Lake View Villas Expansion, Palisades’ and Blue Heron’s Beginnings
Helen Smith recalled, “We used to get in a boat and go up Blue Heron Creek and take a lunch. The spring that’s running into the creek is still there, just like it was when we were there, and it’s still fifty-two degrees the year ‘round.” It took an extensive advertising campaign to convince potential buyers that the area wasn’t just for summer picnics. Over a fifteen-year span their first development, Lake View Villas, grew to encompass the entire west end of the lake. The sixth Lake View Villas plat, centered on Greenbriar Road, is considered the beginning of the Palisades neighborhood. Homes on the east side of this street are currently in Palisades and those on the west side are in the Blue Heron neighborhood.
Gradually summer cottages on the lake were converted to accommodate year-around living. The house on Greenbriar Road owned by Christian Kisky, a local dentist, and his wife Dorothy was originally a one-room fishing cottage to which bedrooms were added in 1930s and the kitchen was enlarged in 1940s. The Kisky’s brick bathhouse design was inspired by the 1932 Walt Disney cartoon “The Three Little Pigs” and was hence dubbed the “Pig House.” For one memorable party in the 1930s Walt Disney supplied the wolf and pig costumes as well as original cartoon drawings for the bathhouse walls.

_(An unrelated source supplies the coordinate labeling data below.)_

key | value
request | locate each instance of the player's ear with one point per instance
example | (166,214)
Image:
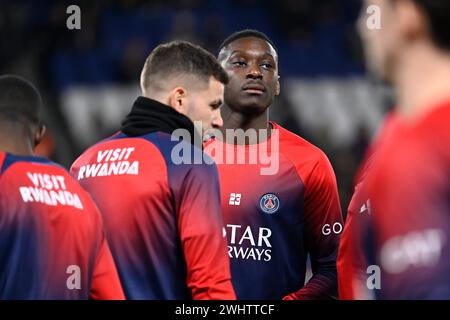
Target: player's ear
(178,99)
(278,87)
(39,134)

In 1955 the Kisky home was featured on NBC’s “The Home Show.” The television crew spent six weeks on-site preparing for the live broadcast hosted by Arlene Francis and Hugh Downs. The Kisky’s daughter, Karen, was a member of the Oswego Water-Ski Club. Martha Dent Schollander, her high school swim coach, was a stunt swimmer in Tarzan films starring Johnny Weissmuller. Schollander’s son, Donald, won four gold medals and set three world records in swimming events at the 1964 Summer Olympics in Tokyo.
A Roscoe Hemenway-designed Norman Farmhouse style home was built on Greenbriar Road in 1931 for George and Martha Lindahl although it is known as the Clara and Samuel B. Weinstein House. This architectural style gained popularity between the Depression and World War II. The house, recognizable by its distinctive turret, is listed on the National Register of Historic Places and the City of Lake Oswego Landmark Designation List.
In 1938 it was reported, “A miniature Timberline Lodge is rising on the Oswego lake front!” The Oregon Rustic style dwelling was built in 1937 for Adolph G. and Erma Sieberts. Adolph, nicknamed “Ade,” was Oregon State University’s first basketball All American in 1916. Architect Richard Sundeleaf designed the home using natural materials to harmonize with the surrounding landscape. The house was demolished to make way for new construction.
Most of the present-day Palisades neighborhood was not developed until after World War II. The platting of Palisades Park in 1947 ushered in a wave of development.